- Awarded for: Outstanding achievements film and television
- Country: Uganda
- Presented by: SAUTIplus Media Hub
- First award: 2023
- Website: www.theikon.org/awards

= IKON Awards =

Business and industry award

The iKon Awards - Film & Television is an awarding programme that recognizes and rewards implementers and personalities in the Film and Television and Mainstream Media in Uganda and ultimately, Africa. Founded by Humphrey Nabimanya, the new annual initiative is now presented by SAUTIplus Media Hub.

The awards seek to award (recognize and reward formidable implementers including filmmakers and actors), connect (link participants and their interventions/films/show/series to opportunities for resource mobilisation, networking, core organisational development, and publicity) and educate (through one-on-one sessions, webinars, online courses and summits from professionals in the film industry).

== Background ==
The 1st Ikon Awards ceremony, presented by the Sauti Plus Hub, honored Ugandan films released from 2021 and 2022, and took place at the Kampala Serena Hotel in Kampala, Uganda, on March 25, 2023.

Film producer Usama Mukwaya was named as producer of the inaugural edition which marked his first "live" television production credit for a major show. He returned for the second and 3rd editions.

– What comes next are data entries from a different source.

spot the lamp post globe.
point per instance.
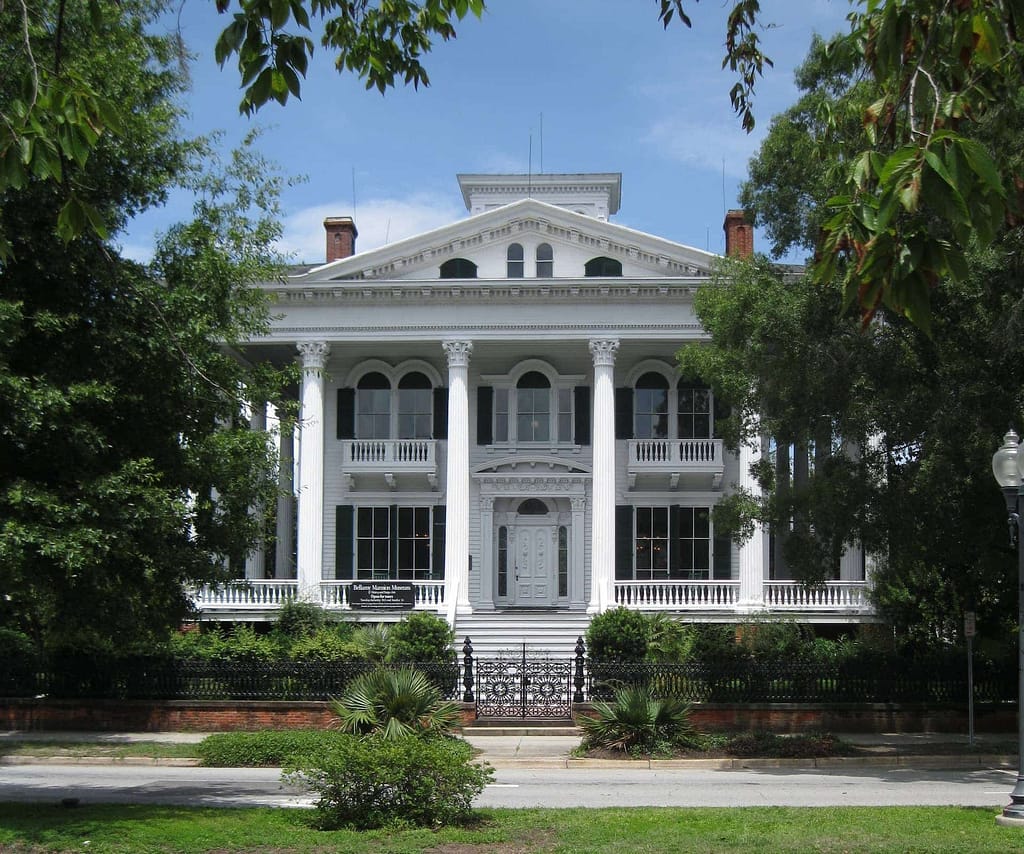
(1008, 467)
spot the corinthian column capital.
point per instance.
(458, 352)
(313, 354)
(603, 350)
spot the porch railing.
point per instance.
(676, 453)
(406, 455)
(829, 596)
(677, 595)
(270, 595)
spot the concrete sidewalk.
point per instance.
(536, 751)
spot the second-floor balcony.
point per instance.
(675, 459)
(391, 458)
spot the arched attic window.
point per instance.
(602, 266)
(545, 261)
(515, 266)
(373, 407)
(415, 407)
(458, 268)
(650, 407)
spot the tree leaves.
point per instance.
(901, 226)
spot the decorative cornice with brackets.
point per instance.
(432, 248)
(491, 290)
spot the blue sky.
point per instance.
(616, 93)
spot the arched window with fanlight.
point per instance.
(458, 268)
(650, 407)
(514, 261)
(545, 261)
(694, 410)
(602, 266)
(532, 400)
(373, 407)
(415, 407)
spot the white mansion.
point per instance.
(491, 412)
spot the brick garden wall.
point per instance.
(224, 716)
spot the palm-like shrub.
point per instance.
(394, 703)
(636, 720)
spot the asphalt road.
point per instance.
(532, 787)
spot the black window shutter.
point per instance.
(675, 547)
(484, 415)
(582, 415)
(392, 532)
(440, 413)
(346, 413)
(722, 411)
(624, 413)
(624, 543)
(722, 570)
(437, 544)
(343, 546)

The nominations were announced by actors Laura Kahunde and Sam Bagenda on January 28, 2023, live on NBS TV./

The following are the categories for the iKon awards unveiled during its launch at the Kampala Serena Hotel

=== Awards ===

Ikon Award categories
|  | Category |
|---|---|
| 1 | Best Film |
| 2 | Best Director |
| 3 | Best Actor |
| 4 | Best Actress |
| 5 | Best Supporting Actor |
| 6 | Best Supporting Actress |
| 7 | Best Director of Photography |
| 8 | Best Screenplay |
| 9 | Best Sound |
| 10 | Best Editor |
| 11 | Best Costume Designer |
| 12 | Best Makeup and Hairstyling |
| 13 | Best Production Designer |
| 14 | Best Visual Effects |
| 15 | Best Short film |
| 16 | Best Documentary |
| 17 | Best Animation film |
| 18 | Best TV Series |
| 19 | Best Actor in a TV Series |
| 20 | Best Actress in a TV Series |
| 21 | Best Student film |
| 22 | Best Emerging film |
| 23 | iKON Rising Star |
| 24 | iKON Fellow of The Year |
| 25 | Legacy Award |

=== Young Filmmakers Fellowship Program ===
The opportunity is designed to target young, passionate, enthusiastic and emerging filmmakers interested in filmmaking and the film industry.
Ten young filmmakers will be supported with a $500 grant each to produce a 5- to 10-minute short films and also provided with mentorship from experienced filmmakers.